BRUIT ≤ à propos du concept de cet album :
La course au progrès est une fuite en avant où chaque instant est déjà obsolète avant d’être vécu et où le cercle vicieux de la futilité prive le temps de toute valeur transcendante. Tout chose se précipite vers une version 2.0 d’elle-même jusqu’à ce que nos outils menacent de dépasser l’être humain. Tout est assujetti aux lois du profit et les êtres humains, réduits au statut de machines, doivent sans cesse évoluer pour espérer devenir de meilleures versions d’eux même.
Aujourd’hui, plus que jamais, tout est mesuré, enregistré, calculé, archivé et vendu avec nos données, puis traité par des algorithmes codés pour trouver la meilleure façon de manipuler nos comportements. Le machine-learning, qui ne dort jamais, nous connaît mieux que nous ne nous connaissons nous-mêmes.
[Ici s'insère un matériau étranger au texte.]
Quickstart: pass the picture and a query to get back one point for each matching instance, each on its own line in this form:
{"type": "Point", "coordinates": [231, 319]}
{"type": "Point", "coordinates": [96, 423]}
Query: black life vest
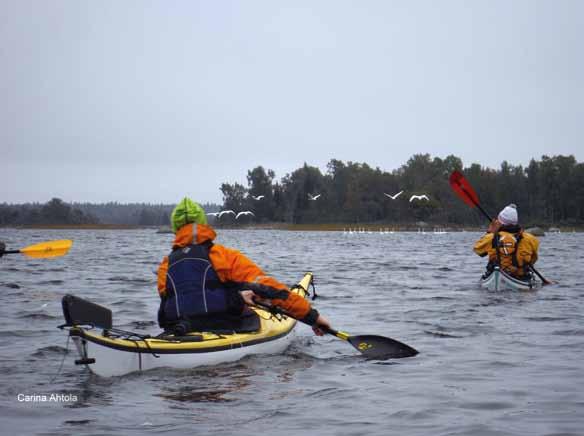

En fin de compte, l’exercice de la recherche curieuse est annihilé par le confort passif de la recommandation. La diversité des opinions et des aspirations est anesthésiée par la vaste bulle numérique, seul horizon visible à travers nos écrans.
Notre libre arbitre, notre identité, notre humeur, notre sexualité, nos choix politiques et esthétiques, toute notre existence est aliénée par ces lignes de code. Les actes créatifs et l’inspiration poétique sont relégués au rang de simples données mathématiques par des IA génératives dont l’évolution semble échapper à notre contrôle.
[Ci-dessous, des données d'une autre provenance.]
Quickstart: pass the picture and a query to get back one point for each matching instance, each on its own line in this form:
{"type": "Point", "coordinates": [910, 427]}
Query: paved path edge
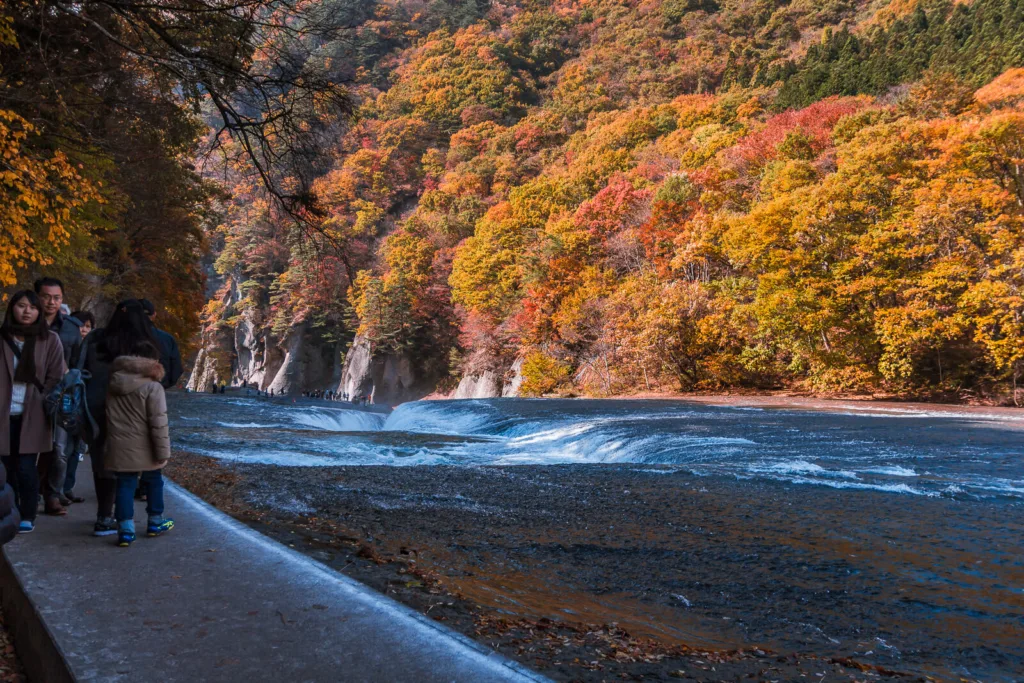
{"type": "Point", "coordinates": [35, 644]}
{"type": "Point", "coordinates": [359, 591]}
C’est une victoire productiviste et technique pour quelques privilégiés, et une défaite poétique et existentielle pour le reste d’entre nous. Progrès/Régression, sans alternative entre les deux. Le progrès, érigé en rempart contre l’obscurantisme, est un concept idéologique lié à celui de liberté, lui aussi vidé de son sens. Il doit être imposé par tous les moyens nécessaires, comme la Pax Romana en son temps.
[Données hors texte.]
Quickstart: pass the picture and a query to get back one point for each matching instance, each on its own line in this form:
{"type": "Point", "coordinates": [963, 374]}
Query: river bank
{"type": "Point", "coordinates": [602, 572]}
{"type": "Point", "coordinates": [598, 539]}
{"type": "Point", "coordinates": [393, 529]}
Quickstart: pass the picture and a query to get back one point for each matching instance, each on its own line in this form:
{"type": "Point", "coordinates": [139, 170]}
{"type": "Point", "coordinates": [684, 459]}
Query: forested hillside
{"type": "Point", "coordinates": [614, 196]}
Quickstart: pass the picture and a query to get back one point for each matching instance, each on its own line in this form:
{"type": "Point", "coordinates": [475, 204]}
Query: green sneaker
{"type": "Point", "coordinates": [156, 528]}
Le temps non-productif n’existe plus, et le cerveau humain devient lui aussi une machine à traiter des données, assisté par des machines pour travailler, diverti par des machines pour se reposer. Le temps perdu, cet affront à la rentabilité, est enfin tenu en laisse, et toute aspiration à un retour en arrière menaçant le progrès est interdite. Les derniers vestiges de notre libre arbitre semblent se trouver dans le choix entre vandalisme et esclavage technologique.
Le vandalisme, arme ultime de ceux qui refusent de s’adapter à une société malade, et dont le nihilisme est une insulte au respect dû au mythe du progrès et aux agents du capital.
Pour ceux qui croient que l’horizon est la perfection et que le techno-solutionnisme est la seule alternative, il est tellement plus réconfortant d’accepter la toute-puissance du monde de demain et de s’évader dans l’avenir, dans un fantasme où nous sommes les seuls dieux créateurs de toute chose innovante.
Comme l’argent, la technologie est devenue un outil de prise de pouvoir qui transforme tout ce qu’elle touche en poison. C’est l’intoxication du pouvoir, et l’avenir de l’homme n’est plus qu’une somme d’orgueils connectés pour tenter de cacher un abîme de misère.
Nous espérons faire partie des damnés qui refusent d’avoir foi en leurs maîtres et qui font tout pour échapper aux caméras dans les rues. Ils sont l’ennemi intérieur, et il est vital pour nos maîtres de détourner le sens des mots afin d’ébranler leurs convictions.
Les opposants politiques sont des émeutiers.
Les défenseurs des ZAD sont des éco-terroristes.
Ceux qui dénoncent les génocides sont contre la paix.
La guerre c’est la paix.
La liberté c’est l’esclavage.
L’ignorance c’est la force.
Le mal est considéré comme bien et le bien comme mal.
L’obscurité est appelée lumière et la lumière, l’obscurité.